Was that the start of something I didn’t see coming? I shudder.
I will not be letting that happen again.
The twins bound down the steps and dive into the fresh powder; as has been true every year of their short lives, they will be enthusiastic participants for about fifteen minutes, then will lose interest.
Aaron made his bubbe’s famous cheese blintzes this morning, but didn’t eat a single one, choosing instead to sip on a protein shake and insist he was “perfectly content without all that dairy” and has “never felt better.” Now he’s on the porch in ripped skinny jeans, a floral bomber jacket, and a pair of trendy thick-soled sneakers that look better suited to walking around in a spaceship than in six inches of fresh snow.

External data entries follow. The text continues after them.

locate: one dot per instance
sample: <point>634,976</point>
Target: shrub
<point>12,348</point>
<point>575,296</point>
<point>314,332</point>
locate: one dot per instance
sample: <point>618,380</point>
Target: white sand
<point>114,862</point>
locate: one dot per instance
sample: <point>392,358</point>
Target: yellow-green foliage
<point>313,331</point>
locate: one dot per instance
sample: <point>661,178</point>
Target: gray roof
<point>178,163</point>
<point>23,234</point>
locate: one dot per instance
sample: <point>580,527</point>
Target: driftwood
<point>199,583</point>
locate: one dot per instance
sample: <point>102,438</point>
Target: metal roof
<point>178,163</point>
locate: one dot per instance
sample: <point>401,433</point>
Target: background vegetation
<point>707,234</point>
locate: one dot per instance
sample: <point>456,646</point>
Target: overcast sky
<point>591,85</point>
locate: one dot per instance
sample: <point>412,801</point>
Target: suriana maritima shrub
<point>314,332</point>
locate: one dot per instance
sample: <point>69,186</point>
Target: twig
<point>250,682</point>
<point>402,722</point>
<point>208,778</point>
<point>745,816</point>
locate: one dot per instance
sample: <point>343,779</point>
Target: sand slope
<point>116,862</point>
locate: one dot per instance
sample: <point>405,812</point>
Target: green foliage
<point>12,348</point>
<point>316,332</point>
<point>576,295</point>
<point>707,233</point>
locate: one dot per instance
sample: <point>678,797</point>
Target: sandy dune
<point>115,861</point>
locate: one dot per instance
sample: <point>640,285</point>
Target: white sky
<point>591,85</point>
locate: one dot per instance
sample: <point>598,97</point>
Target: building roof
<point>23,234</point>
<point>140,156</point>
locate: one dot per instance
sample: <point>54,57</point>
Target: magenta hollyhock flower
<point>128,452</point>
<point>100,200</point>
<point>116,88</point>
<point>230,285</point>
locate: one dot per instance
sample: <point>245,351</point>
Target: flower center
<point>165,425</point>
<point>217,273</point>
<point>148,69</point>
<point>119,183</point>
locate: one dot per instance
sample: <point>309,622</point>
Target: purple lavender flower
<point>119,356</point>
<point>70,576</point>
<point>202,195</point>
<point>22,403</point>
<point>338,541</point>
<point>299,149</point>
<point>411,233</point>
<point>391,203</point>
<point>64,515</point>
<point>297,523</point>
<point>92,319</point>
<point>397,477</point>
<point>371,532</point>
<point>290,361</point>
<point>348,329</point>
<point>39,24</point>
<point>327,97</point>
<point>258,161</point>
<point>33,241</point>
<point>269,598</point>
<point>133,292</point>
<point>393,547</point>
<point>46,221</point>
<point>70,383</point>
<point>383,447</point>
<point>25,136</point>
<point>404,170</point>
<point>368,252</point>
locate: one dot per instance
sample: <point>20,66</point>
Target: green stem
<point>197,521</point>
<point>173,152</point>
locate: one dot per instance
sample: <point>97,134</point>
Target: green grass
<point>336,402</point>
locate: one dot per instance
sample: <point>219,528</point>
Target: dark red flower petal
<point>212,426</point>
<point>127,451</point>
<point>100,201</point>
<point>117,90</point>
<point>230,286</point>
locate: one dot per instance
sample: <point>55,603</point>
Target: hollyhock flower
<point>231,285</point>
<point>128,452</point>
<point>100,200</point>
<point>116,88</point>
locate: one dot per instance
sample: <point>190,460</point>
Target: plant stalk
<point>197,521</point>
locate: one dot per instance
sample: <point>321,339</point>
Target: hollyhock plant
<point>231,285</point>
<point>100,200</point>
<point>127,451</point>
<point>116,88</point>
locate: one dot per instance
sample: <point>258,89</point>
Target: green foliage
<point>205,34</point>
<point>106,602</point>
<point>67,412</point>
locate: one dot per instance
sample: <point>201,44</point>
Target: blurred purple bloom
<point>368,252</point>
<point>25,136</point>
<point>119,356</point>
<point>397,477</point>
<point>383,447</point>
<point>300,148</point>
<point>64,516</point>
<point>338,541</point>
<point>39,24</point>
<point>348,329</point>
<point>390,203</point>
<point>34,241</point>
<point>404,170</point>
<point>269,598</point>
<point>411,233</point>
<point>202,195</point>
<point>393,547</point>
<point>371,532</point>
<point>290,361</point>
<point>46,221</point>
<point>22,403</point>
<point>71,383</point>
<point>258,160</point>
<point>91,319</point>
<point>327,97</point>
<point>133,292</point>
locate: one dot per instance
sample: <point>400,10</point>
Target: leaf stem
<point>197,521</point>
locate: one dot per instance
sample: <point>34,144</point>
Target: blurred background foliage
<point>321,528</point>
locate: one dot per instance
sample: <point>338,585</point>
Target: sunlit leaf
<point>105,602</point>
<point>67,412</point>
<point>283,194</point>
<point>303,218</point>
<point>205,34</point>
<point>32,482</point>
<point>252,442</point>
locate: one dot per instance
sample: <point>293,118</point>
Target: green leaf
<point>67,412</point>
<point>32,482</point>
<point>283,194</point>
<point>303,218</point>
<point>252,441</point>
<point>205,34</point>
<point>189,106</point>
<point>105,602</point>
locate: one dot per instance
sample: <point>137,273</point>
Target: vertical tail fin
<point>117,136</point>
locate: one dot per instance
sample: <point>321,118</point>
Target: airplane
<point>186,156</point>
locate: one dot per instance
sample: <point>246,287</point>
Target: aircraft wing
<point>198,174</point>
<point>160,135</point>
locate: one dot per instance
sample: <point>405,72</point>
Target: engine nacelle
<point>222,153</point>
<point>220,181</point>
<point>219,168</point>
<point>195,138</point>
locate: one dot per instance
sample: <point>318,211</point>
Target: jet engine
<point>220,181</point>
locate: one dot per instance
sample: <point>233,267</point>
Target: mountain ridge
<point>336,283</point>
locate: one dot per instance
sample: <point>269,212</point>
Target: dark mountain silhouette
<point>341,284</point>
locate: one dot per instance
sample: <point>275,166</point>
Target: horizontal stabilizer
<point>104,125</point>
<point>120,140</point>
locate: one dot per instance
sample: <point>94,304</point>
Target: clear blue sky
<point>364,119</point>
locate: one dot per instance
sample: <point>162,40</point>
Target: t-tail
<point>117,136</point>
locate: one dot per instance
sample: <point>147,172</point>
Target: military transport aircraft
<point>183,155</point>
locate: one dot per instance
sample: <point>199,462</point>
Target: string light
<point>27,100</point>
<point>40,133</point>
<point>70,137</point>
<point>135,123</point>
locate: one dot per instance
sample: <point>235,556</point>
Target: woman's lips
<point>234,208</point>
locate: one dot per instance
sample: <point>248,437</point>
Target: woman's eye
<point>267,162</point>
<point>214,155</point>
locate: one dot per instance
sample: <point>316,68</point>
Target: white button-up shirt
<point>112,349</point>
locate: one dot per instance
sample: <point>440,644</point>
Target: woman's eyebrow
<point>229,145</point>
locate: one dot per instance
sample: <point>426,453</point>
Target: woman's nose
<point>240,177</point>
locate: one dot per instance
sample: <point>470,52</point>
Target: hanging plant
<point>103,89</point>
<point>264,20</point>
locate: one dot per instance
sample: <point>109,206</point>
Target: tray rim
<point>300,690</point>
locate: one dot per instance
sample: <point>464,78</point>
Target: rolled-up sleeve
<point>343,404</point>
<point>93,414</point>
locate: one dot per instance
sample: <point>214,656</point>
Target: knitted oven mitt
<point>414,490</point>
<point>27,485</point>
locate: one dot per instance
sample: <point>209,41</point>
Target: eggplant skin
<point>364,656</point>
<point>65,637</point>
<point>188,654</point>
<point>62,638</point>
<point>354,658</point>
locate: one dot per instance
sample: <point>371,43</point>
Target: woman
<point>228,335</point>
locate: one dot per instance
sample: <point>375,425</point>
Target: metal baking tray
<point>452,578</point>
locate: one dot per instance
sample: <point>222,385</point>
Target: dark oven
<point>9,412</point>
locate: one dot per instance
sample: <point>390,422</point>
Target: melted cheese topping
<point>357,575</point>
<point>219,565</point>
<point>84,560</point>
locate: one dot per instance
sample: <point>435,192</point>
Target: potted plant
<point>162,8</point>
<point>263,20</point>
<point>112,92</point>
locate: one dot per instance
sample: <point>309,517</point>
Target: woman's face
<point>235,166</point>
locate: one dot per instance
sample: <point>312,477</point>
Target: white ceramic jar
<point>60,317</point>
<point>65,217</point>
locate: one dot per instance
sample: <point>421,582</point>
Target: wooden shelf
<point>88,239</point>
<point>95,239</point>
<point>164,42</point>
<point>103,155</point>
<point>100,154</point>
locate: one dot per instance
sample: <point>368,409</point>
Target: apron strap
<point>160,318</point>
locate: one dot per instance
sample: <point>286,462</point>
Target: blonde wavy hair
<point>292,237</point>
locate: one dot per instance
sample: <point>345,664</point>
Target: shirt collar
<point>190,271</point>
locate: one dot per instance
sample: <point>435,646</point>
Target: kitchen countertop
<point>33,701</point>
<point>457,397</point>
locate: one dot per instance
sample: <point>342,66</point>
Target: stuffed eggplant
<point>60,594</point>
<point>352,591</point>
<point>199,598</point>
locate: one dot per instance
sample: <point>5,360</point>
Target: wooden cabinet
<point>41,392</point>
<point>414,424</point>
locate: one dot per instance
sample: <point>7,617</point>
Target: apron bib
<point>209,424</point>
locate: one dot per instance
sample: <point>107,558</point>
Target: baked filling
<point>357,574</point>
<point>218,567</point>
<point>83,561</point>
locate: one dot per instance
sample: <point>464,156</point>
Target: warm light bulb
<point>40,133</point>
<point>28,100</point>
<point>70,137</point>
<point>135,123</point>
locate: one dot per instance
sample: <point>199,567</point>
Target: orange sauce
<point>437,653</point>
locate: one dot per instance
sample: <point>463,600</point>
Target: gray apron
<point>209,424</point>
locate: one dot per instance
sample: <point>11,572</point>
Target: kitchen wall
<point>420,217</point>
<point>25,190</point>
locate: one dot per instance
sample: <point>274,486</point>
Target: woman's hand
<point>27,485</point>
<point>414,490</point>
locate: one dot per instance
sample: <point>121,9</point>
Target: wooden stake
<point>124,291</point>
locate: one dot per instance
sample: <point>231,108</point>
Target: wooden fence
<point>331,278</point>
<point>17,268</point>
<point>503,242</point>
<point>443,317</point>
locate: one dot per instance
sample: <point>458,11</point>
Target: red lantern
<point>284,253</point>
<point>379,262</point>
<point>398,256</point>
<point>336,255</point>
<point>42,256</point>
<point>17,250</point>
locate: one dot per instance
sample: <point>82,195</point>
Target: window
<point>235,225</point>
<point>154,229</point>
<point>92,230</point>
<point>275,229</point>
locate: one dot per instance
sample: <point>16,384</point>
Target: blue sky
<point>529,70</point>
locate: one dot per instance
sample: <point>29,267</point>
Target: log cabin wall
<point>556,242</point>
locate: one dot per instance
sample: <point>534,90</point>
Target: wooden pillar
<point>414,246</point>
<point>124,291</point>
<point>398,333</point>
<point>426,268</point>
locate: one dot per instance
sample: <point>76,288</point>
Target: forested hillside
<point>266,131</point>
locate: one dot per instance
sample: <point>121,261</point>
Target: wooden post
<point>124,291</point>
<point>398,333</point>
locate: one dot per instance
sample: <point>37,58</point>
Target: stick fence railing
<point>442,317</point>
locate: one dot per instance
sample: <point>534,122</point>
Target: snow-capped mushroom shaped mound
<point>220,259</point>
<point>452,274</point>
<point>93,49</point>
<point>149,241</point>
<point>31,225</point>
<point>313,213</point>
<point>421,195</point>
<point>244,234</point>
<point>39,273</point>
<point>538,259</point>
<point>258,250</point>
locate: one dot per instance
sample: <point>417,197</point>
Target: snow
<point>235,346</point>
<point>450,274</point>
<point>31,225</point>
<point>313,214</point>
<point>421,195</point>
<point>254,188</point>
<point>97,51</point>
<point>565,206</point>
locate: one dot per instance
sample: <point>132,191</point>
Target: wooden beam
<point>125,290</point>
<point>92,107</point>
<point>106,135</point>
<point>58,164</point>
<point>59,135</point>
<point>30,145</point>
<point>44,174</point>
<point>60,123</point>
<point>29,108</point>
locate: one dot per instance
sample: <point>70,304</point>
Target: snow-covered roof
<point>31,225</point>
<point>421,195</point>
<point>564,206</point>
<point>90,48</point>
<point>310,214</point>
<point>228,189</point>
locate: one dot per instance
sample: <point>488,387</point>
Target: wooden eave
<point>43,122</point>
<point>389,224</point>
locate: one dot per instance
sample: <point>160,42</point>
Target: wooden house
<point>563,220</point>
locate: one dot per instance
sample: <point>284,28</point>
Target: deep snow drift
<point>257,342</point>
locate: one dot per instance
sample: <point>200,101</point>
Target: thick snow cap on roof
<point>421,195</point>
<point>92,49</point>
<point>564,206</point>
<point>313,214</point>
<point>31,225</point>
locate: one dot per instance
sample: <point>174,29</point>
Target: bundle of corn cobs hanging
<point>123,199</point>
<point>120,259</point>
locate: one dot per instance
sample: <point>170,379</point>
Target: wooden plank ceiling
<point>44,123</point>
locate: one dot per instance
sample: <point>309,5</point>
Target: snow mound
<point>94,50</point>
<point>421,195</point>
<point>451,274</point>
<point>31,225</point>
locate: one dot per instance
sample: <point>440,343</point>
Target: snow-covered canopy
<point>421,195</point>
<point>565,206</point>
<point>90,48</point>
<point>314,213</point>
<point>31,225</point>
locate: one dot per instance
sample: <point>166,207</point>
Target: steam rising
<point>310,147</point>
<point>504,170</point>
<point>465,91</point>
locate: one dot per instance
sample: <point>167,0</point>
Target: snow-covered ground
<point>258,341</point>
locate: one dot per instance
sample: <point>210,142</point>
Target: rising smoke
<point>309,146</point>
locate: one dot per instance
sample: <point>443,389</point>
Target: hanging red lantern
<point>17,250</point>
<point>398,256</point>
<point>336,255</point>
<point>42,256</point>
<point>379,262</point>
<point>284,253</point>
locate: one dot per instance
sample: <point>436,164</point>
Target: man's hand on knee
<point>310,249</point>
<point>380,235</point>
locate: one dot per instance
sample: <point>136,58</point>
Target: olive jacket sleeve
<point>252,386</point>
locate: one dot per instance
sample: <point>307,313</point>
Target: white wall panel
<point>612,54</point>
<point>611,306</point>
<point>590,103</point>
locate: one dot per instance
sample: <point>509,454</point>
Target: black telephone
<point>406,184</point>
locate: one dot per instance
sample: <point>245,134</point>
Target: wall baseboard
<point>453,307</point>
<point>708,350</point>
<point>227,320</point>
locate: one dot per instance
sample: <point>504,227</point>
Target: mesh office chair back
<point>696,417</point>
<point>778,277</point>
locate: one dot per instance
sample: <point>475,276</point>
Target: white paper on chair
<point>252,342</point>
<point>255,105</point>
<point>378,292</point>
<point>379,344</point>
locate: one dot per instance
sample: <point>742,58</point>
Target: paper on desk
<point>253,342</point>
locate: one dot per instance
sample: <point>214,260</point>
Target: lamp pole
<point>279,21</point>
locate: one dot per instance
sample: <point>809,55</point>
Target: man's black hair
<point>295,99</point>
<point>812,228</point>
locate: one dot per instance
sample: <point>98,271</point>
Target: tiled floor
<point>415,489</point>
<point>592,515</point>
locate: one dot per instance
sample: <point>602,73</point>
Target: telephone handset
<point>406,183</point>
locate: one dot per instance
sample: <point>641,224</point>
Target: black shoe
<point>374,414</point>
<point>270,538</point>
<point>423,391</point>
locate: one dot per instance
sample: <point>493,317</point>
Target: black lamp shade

“This is . . . different,” Andrew says, looking him up and down.
“Doesn’t Papa look cool?” Zachary says, and tugs on the end of Aaron’s Burberry scarf. “He has the same shoes as Mr. Tyler.”
“Who is Mr. Tyler?” I ask.
Kyle looks on with the long-suffering smile of a spouse who has endured his husband’s shenanigans for months and is all too happy to share the joy. “That’s the twins’ twenty-four-year-old Instagram-famous soccer coach.”
Aaron jogs in place. “They’re super comfortable.”
Andrew is a delightful sweetheart: “I’m sure they are.”
By this point in our lives, we all know the routine: Partners split off and get to strategizing, then building. It might make more sense for me to pair up with Theo because we’re practically twins but 1) Miles would murder anyone who dared steal quality time with his idol; 2) Andrew and I are both easily distracted as well as only marginally invested in winning, so nobody else wants us on their team, and 3) I just really want to be with Andrew. Not the most noble reason, but here we are.
As for the rest, Benny is only occasionally interested in the event, and mostly just acts as a judge and/or cheerleader. Lisa works with Kyle. Aaron works with Dad, who, to Dad’s credit, takes a long look at Aaron’s outfit but refrains from commenting. Theo and Miles team up, obviously, and Ricky and Mom are a team. Nine times out of ten, they win. I guess that’s what happens when you pair a landscape architect with an artist.
When Kennedy and Zachary started kindergarten last year, we instituted a Swimsuit Rule: Nothing can be carved that would be hidden by a swimsuit. Without the guideline, Theo cannot be trusted. There were a number of years there in our early twenties when even Theo’s snow lizards had boobs.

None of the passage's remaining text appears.